In recent years, Taiwan authorities have taken steps to encourage a more efficient flow of financial resources and credit. The limit on NTD deposits that a branch of a foreign bank may hold has been lifted. Non-residents are permitted to open NTD bank accounts, though they are subject to capital-flow controls that limit each remittance to USD 100,000. There are no restrictions on residents opening bank accounts overseas. A freeze on new bank branches, designed to encourage consolidation in the banking industry, was removed in 2007, although both foreign and domestic banks still require case-by-case approval to open new branches. In 2013, the FSC lifted a previous requirement that foreign banks merge branch operations into newly opened subsidiaries, thereby allowing them keep both branch and subsidiary operations in Taiwan. Restrictions on capital flows relating to portfolio investment have also been removed. The banking, insurance and securities industries have been liberalized to a certain extent and are open to foreign investment. Since 2012, mainland Chinese banks have been allowed to acquire stakes of Taiwan banks, with a 10 percent ceiling on total mainland investment in a given Taiwan financial institution. Foreign institutional investors currently are allowed to enter Taiwan’s market without restrictions. There is no minimum asset requirement. On-shore foreign investors are subject to annual capital flow limits of USD 5 million for an individual foreign investor and USD 50 million for an unregistered foreign company.

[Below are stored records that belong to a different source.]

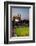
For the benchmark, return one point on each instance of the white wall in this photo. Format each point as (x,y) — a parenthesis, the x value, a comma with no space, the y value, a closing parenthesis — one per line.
(2,24)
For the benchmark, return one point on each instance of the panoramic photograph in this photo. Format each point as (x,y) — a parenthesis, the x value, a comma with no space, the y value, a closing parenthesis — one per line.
(19,22)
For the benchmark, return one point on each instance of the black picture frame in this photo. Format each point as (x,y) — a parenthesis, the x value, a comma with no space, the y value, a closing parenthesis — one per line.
(6,41)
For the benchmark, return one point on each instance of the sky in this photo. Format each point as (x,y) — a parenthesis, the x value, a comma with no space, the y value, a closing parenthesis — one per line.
(23,11)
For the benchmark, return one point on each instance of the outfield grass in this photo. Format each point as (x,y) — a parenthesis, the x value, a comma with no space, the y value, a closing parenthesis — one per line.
(22,31)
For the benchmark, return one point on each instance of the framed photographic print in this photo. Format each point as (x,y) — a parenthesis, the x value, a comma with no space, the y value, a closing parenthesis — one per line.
(19,22)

Money and Banking System, Hostile Takeovers

Taiwan has removed legal limits on foreign ownership in most companies listed on the TSE, with the exception of public utilities, power distribution, natural gas, postal service, telecommunications, mass media firms, and air and sea transportation industries. There have been no reports of private or official efforts to restrict the participation of foreign-invested firms in industry standards-setting consortia or organizations.

Since the mid-1980s, the financial sector has been steadily opening to private investment, although Taiwan continues to tightly regulate its banking system. The market share held by foreign banks was relatively small until 5 foreign banks and 3 foreign private equity funds completed their acquisitions of Taiwan banks in 2007 and 2008. Over the past decade, 9 state-owned banks have been privatized. The only Taiwan-based reinsurance company was privatized in 2002. Banks that have some form of state ownership or control, including the 3 remaining banks wholly owned by the state, dominate Taiwan’s banking sector and hold a market share of nearly 50.4 percent as of December 2014.

10. Competition from State-Owned Enterprises

Taiwan launched privatization programs in 1989 and succeeded in turning over most of its state-owned enterprises (SOEs) to private industries. As of December 2012, Taiwan authorities still controlled 19 SOEs, including official agencies such as the Central Bank, the Bureau of National Health Insurance, and the Export-Import Bank of the ROC, which have no private-sector competitors.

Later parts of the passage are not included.